Le potier hocha doucement la tête avant de retourner à son cylindre tournant. « Vous ne dérangez pas, vraiment. Je m'appelle Mallor. Je fabrique des pots, des bols, des cruches—tout ce dont les gens ont besoin. Et je les cuis dans ce four. » Il fit un geste de la tête vers la structure ronde. « Les voyageurs s'arrêtent souvent ici. Certains achètent mes créations, d'autres se contentent de regarder. Vous êtes le bienvenu, quoi qu'il en soit. »
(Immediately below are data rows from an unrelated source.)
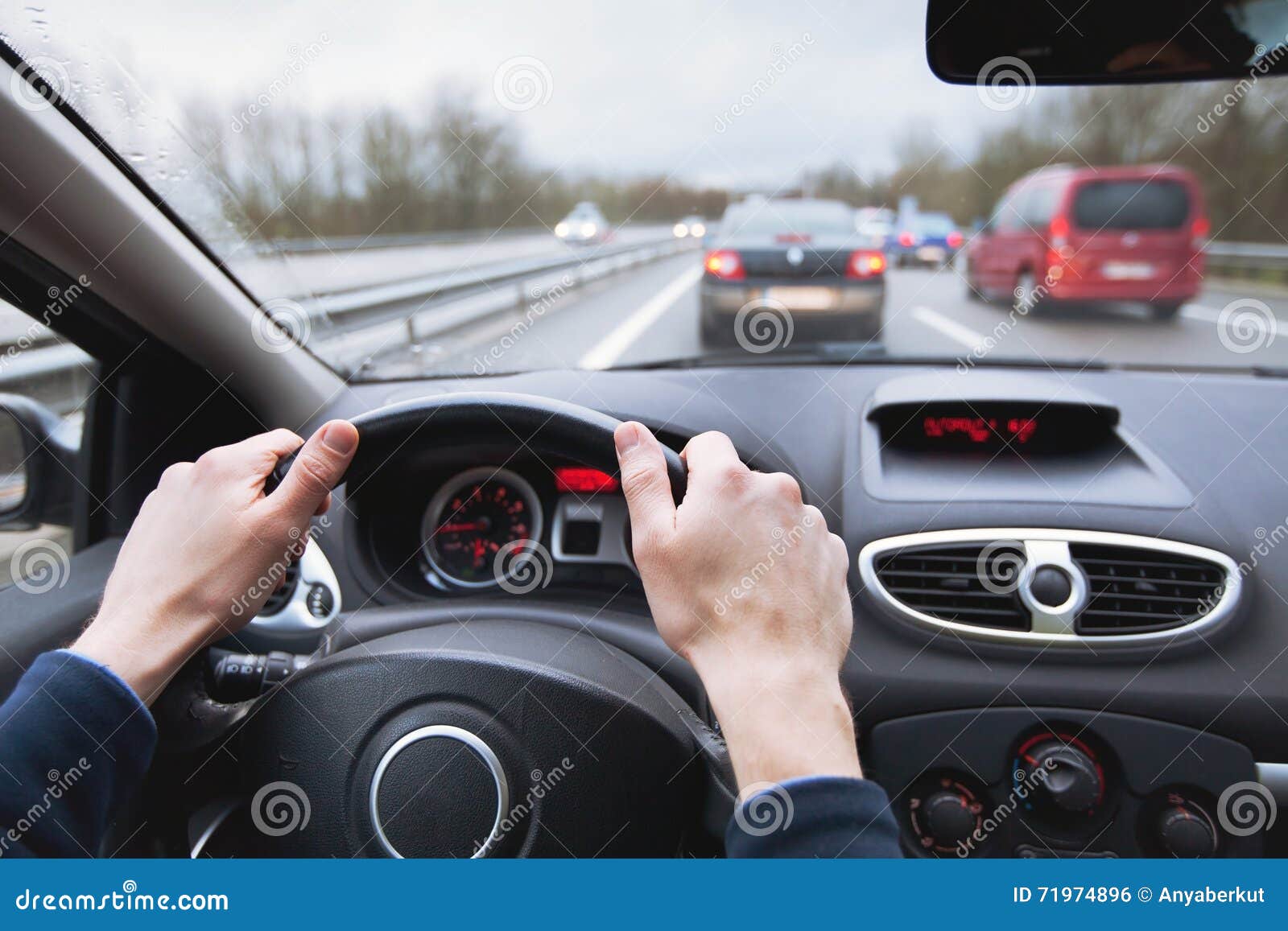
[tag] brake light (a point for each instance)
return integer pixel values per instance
(865, 263)
(1199, 231)
(727, 264)
(1059, 233)
(579, 480)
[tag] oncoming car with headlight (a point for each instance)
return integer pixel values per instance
(585, 225)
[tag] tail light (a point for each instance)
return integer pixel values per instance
(1059, 233)
(865, 263)
(1198, 232)
(725, 264)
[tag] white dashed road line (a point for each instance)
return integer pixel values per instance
(605, 353)
(948, 327)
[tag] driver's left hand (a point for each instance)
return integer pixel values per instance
(208, 549)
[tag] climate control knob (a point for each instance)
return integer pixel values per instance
(1187, 830)
(1072, 778)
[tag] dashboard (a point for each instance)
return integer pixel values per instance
(1140, 644)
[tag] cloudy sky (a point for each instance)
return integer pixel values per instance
(670, 85)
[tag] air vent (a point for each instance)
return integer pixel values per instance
(1133, 590)
(1051, 587)
(281, 598)
(970, 583)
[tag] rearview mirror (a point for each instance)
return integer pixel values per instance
(1022, 43)
(38, 457)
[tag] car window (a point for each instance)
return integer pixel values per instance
(57, 377)
(1131, 205)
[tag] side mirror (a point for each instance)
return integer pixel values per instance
(38, 461)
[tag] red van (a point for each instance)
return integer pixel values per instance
(1081, 235)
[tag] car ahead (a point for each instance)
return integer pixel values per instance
(692, 225)
(1088, 235)
(927, 240)
(800, 259)
(585, 225)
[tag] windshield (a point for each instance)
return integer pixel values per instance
(495, 187)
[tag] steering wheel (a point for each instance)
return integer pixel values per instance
(491, 737)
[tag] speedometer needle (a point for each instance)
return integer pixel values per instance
(460, 528)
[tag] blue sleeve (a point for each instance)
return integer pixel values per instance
(75, 742)
(815, 817)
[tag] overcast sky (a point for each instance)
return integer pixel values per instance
(621, 88)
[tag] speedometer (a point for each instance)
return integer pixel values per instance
(473, 519)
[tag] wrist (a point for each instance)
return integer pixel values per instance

Arthon se rapprocha, captivé par le mouvement hypnotique du tour. « Je m'appelle Arthon. Je suis un vagabond, à la recherche d'observations pour un poème que je compose. » Il lâcha un rire un peu gêné. « Cela peut sembler étrange, mais je trouve de la poésie dans les processus simples auxquels les gens se consacrent—comme la patience du pêcheur ou la main ferme du charpentier. Vous aussi, vous façonnez quelque chose d'essentiel. »
Mallor leva les yeux, une curiosité scintillant dans son regard. « Un poème, dites-vous ? C'est intéressant. Je n'ai jamais considéré mon travail comme particulièrement poétique, mais il y a sans doute un rythme à ce que je fais. »
Arthon observa Mallor humidifier ses doigts pour guider le bord de l'argile, transformant le cylindre en un récipient élégant. Il y avait une tension subtile : trop de pression, et les parois s'effondreraient ; trop peu, et l'argile vacillerait ou resterait inégale. Arthon sentit grandir en lui une admiration pour cet équilibre : les mains du potier, la malléabilité de l'argile, le mouvement du tour travaillant en harmonie.
« Est-ce difficile ? » demanda Arthon. « Sentir exactement la force à appliquer ? »
Mallor pinça les lèvres, pensif. « Ça l'est, au début. Mais avec le temps, on apprend à écouter l'argile. Cela peut sembler étrange, mais c'est vrai. Chaque lot d'argile est différent—certains plus grossiers, d'autres plus lisses. Le temps, la température, l'humidité—tout cela influence la façon dont l'argile réagit. Il faut s'adapter, sentir le moment où elle va céder trop ou pas assez. »
Cette remarque fit écho en Arthon. Il pensa au calligraphe qu'il avait rencontré auparavant, qui disait que l'encre devait respirer, et que si on la forçait, la forme des lettres mourait. « Cela semble être une constante dans de nombreux arts, » murmura-t-il. « Ce dialogue avec la matière. »
Mallor sourit doucement. « Exactement. Certains pensent que la poterie consiste à imposer sa volonté à l'argile. Mais ce n'est qu'une partie de la vérité. En réalité, l'argile a sa propre volonté. Si vous essayez de la dominer, elle se rebelle. Si vous êtes patient, elle révèle ce qu'elle souhaite devenir. Votre rôle est de guider cette révélation. »
Arthon se sentit enchanté par cette idée, qui faisait écho à sa propre tentative d'écrire de la poésie sans forcer une structure. « Puis-je vous regarder travailler un moment ? » demanda-t-il. « Ou peut-être vous aider d'une manière ou d'une autre ? »
« Regardez, bien sûr, » répondit Mallor. Et ainsi, Arthon passa une matinée paisible à observer le potier travailler, absorbant chaque geste et chaque mot. L'argile, comme la vie, exigeait patience et soin—un lent modelage où le temps jouait son rôle. Et dans cet atelier empli du doux parfum de la terre et du feu latent, Arthon trouva encore une strophe pour enrichir son poème infini.